Basically, a DC voltage supply holds the substrate at a large negative voltage (~-1000V) relative to the chamber chassis (Vs) and a DC current supply pushes a large current (~120A) through a plasma into the chassis and substrate (It). Only a small fraction of the total plasma current actually goes through the substrate (~2A out of the total 120A). Most of the current passes directly into the chassis. So, to clarify, there are two power supplies. The voltage supply is providing -1000V to the substrate through which ~2A are passing. The current supply is providing 120A through the target/plasma (at about 20V).

The resistor between the chassis and ground indicates that the chassis is poorly grounded. Furthermore, the resistor should be taken to be variable as the current flow through the stainless steel chassis fluctuates, meaning that the voltage of the chassis relative to earth ground fluctuate significantly over time.

Here is the problem: I want to measure the voltage between the substrate and a particular spot on the chassis without measuring any of the voltage due to the large current flowing through the chassis. The measurement doesn't have to be very precise, it's only used as a check (i.e., +/- 5V is fine).
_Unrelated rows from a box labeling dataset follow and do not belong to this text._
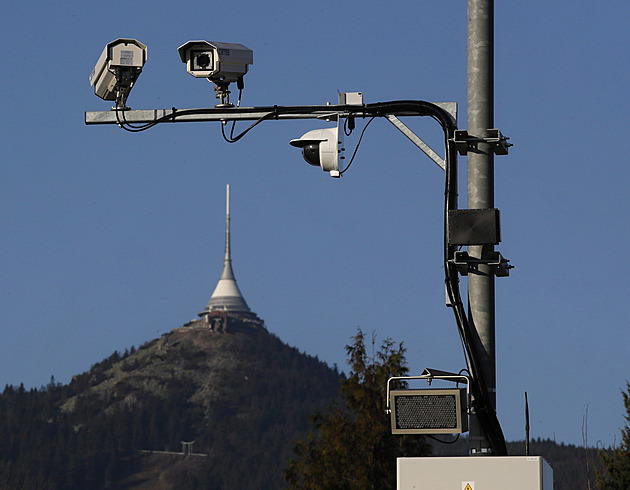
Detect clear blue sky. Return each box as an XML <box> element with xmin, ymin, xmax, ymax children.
<box><xmin>0</xmin><ymin>0</ymin><xmax>630</xmax><ymax>450</ymax></box>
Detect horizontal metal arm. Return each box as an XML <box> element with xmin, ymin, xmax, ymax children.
<box><xmin>85</xmin><ymin>101</ymin><xmax>457</xmax><ymax>127</ymax></box>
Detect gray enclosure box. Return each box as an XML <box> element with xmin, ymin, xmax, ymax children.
<box><xmin>396</xmin><ymin>456</ymin><xmax>553</xmax><ymax>490</ymax></box>
<box><xmin>448</xmin><ymin>209</ymin><xmax>501</xmax><ymax>245</ymax></box>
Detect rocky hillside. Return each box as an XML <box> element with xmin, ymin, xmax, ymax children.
<box><xmin>0</xmin><ymin>324</ymin><xmax>340</xmax><ymax>489</ymax></box>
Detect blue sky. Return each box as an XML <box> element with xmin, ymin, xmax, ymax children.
<box><xmin>0</xmin><ymin>0</ymin><xmax>630</xmax><ymax>445</ymax></box>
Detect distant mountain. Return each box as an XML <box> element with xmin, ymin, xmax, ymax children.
<box><xmin>0</xmin><ymin>321</ymin><xmax>612</xmax><ymax>490</ymax></box>
<box><xmin>0</xmin><ymin>323</ymin><xmax>341</xmax><ymax>490</ymax></box>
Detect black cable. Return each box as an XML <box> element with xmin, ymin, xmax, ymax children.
<box><xmin>339</xmin><ymin>116</ymin><xmax>376</xmax><ymax>175</ymax></box>
<box><xmin>221</xmin><ymin>112</ymin><xmax>274</xmax><ymax>143</ymax></box>
<box><xmin>427</xmin><ymin>434</ymin><xmax>460</xmax><ymax>444</ymax></box>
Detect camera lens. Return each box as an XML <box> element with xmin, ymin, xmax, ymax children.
<box><xmin>197</xmin><ymin>53</ymin><xmax>210</xmax><ymax>68</ymax></box>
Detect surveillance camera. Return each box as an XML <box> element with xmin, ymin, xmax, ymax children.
<box><xmin>177</xmin><ymin>41</ymin><xmax>254</xmax><ymax>107</ymax></box>
<box><xmin>177</xmin><ymin>41</ymin><xmax>254</xmax><ymax>83</ymax></box>
<box><xmin>289</xmin><ymin>125</ymin><xmax>345</xmax><ymax>177</ymax></box>
<box><xmin>90</xmin><ymin>39</ymin><xmax>147</xmax><ymax>108</ymax></box>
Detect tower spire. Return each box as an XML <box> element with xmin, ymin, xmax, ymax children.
<box><xmin>199</xmin><ymin>184</ymin><xmax>251</xmax><ymax>316</ymax></box>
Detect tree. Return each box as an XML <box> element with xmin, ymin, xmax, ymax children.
<box><xmin>284</xmin><ymin>329</ymin><xmax>430</xmax><ymax>490</ymax></box>
<box><xmin>597</xmin><ymin>381</ymin><xmax>630</xmax><ymax>490</ymax></box>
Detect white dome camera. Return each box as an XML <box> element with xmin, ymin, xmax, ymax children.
<box><xmin>289</xmin><ymin>125</ymin><xmax>345</xmax><ymax>177</ymax></box>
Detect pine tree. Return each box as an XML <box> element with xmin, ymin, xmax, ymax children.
<box><xmin>597</xmin><ymin>382</ymin><xmax>630</xmax><ymax>490</ymax></box>
<box><xmin>285</xmin><ymin>329</ymin><xmax>429</xmax><ymax>490</ymax></box>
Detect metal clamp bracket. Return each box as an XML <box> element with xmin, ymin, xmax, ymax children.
<box><xmin>452</xmin><ymin>250</ymin><xmax>514</xmax><ymax>277</ymax></box>
<box><xmin>452</xmin><ymin>129</ymin><xmax>514</xmax><ymax>156</ymax></box>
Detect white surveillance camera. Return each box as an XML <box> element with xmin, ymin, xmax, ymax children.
<box><xmin>289</xmin><ymin>125</ymin><xmax>345</xmax><ymax>177</ymax></box>
<box><xmin>177</xmin><ymin>41</ymin><xmax>254</xmax><ymax>107</ymax></box>
<box><xmin>90</xmin><ymin>39</ymin><xmax>147</xmax><ymax>108</ymax></box>
<box><xmin>177</xmin><ymin>41</ymin><xmax>254</xmax><ymax>82</ymax></box>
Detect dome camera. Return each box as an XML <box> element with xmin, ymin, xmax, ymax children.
<box><xmin>289</xmin><ymin>125</ymin><xmax>345</xmax><ymax>177</ymax></box>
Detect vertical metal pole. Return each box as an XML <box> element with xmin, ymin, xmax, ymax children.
<box><xmin>467</xmin><ymin>0</ymin><xmax>496</xmax><ymax>455</ymax></box>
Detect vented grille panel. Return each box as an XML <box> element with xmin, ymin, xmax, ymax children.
<box><xmin>390</xmin><ymin>389</ymin><xmax>468</xmax><ymax>434</ymax></box>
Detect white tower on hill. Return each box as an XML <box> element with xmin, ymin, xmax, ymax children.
<box><xmin>199</xmin><ymin>184</ymin><xmax>263</xmax><ymax>333</ymax></box>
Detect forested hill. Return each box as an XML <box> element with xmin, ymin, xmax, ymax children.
<box><xmin>0</xmin><ymin>328</ymin><xmax>341</xmax><ymax>490</ymax></box>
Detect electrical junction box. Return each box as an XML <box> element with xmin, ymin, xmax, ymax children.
<box><xmin>396</xmin><ymin>456</ymin><xmax>553</xmax><ymax>490</ymax></box>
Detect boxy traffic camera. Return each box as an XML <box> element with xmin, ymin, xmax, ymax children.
<box><xmin>90</xmin><ymin>38</ymin><xmax>147</xmax><ymax>109</ymax></box>
<box><xmin>177</xmin><ymin>41</ymin><xmax>254</xmax><ymax>106</ymax></box>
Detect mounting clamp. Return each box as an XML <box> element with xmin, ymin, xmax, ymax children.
<box><xmin>452</xmin><ymin>250</ymin><xmax>514</xmax><ymax>277</ymax></box>
<box><xmin>452</xmin><ymin>129</ymin><xmax>514</xmax><ymax>156</ymax></box>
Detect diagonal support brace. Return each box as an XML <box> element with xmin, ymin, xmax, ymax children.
<box><xmin>385</xmin><ymin>114</ymin><xmax>446</xmax><ymax>171</ymax></box>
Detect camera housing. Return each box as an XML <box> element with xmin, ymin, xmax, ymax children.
<box><xmin>90</xmin><ymin>38</ymin><xmax>147</xmax><ymax>108</ymax></box>
<box><xmin>289</xmin><ymin>124</ymin><xmax>345</xmax><ymax>177</ymax></box>
<box><xmin>177</xmin><ymin>41</ymin><xmax>254</xmax><ymax>83</ymax></box>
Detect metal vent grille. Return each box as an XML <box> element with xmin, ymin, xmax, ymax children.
<box><xmin>390</xmin><ymin>389</ymin><xmax>468</xmax><ymax>434</ymax></box>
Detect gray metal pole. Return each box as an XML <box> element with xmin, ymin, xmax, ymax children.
<box><xmin>467</xmin><ymin>0</ymin><xmax>496</xmax><ymax>455</ymax></box>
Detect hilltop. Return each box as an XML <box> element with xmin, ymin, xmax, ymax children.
<box><xmin>0</xmin><ymin>324</ymin><xmax>341</xmax><ymax>489</ymax></box>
Right now, this is accomplished using a Fluke battery powered DMM. Since it's battery powered, it makes a real floating differential measurement. What I'd like to do is replace this handheld meter with a non-battery powered solution that could also be hooked to a computer for data-logging purposes. I thought maybe using a 110V AC to 9V DC wall adapter that could hook into the Fluke's battery terminals might be an idea, but I guess there is no electrical isolation and all the current in the chassis would get dumped through the Fluke to the mains ground.
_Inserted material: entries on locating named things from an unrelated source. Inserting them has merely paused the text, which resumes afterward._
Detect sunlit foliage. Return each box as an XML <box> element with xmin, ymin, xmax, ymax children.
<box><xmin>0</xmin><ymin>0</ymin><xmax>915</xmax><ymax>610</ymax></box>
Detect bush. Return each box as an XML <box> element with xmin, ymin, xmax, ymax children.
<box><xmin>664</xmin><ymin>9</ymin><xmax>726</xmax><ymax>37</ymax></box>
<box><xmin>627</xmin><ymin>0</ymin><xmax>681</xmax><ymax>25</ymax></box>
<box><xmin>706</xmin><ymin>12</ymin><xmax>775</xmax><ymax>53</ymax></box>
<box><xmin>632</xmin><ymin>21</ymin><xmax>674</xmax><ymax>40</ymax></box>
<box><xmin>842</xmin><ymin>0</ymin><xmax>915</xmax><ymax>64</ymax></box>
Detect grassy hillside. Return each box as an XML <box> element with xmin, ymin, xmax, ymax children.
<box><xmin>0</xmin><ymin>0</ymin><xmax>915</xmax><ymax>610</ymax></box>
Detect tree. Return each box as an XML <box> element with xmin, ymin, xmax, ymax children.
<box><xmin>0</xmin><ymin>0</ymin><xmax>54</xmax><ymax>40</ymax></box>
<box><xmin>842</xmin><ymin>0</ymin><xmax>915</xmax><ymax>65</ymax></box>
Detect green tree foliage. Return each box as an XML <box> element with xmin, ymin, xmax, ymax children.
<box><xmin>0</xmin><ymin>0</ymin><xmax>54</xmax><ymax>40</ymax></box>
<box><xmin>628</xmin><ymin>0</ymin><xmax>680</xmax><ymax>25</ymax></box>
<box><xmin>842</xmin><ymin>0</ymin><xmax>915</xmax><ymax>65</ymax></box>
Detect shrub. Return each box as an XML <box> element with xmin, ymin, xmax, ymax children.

Can anyone suggest an approach? I'm pretty ignorant about this stuff. I've tried reading up on it but can't figure out anything that might work. If I can clarify in any way, I'd be happy to. Any suggestions (including "you're stupid. this can never work") would be appreciated!

Thanks a lot in advance, Brian

Answer 1

While a wall adapter is usually isolated, it likely isn't rated to 1kV. A simple solution would be to find a DMM with logging capability and CAT III/IV 1kV isolated external power source or long battery life. Here are some candidates:

• Agilent U1271A: IR USB connectivity; 300 hour battery life
• Gossen Metrawatt Metrahit X-Tra: "bidirectional IR interface"; 200 hour battery life
• Fluke 289/287: "Isolated Optical Interface"; 200 hours battery life

Another option is to use a simple micro with an ADC, float the whole circuit at chassis voltage, then use proper isolation techniques (more than just optoisolation -- if you're not sure I suggest another question) to communicate with a PC over your preferred serial connection (UART -> opto -> RS232 -> USB -> opto -> PC, with cable shield voltage measurement and warning, would be my choice). Note that this means you can't touch anything on the floating (hot chassis) side of the widget. This way you can eliminate the power supply isolation worries by just using a battery, and still run it easily for 6 months to a year without replacing it, following thought on power consumption and sleep modes (ie: MSP430). Also note that a sputtering machine generates electrical noise, so you may need to use RS485 with error detection/correction algorithms.

Answer 2

The current flowing through the signals your trying to meter doesn't matter in this instance at all, all that matters is the voltage your attempting to measure.

Any decent voltage metering device will be relatively high impedance (like 10M ohm) the only current that will flow through the meter is a function of the voltage differential being measured between signals and that internal resistance. The current flowing in the signals being metered doesn't matter at all (other than how it influences the signals voltage).

You are correct that you want to measure differentially, if your meter is earth grounded it most likely needs to withstand the common-mode voltage of the signals. However its probably easiest just to use a resistor network to divide the voltage down to something safer to plug into your meter. Again the design of this resistor network doesn't depend on the currents in the signals, just their voltages. Obviously as this high a voltage you want to use fairly high value resistors.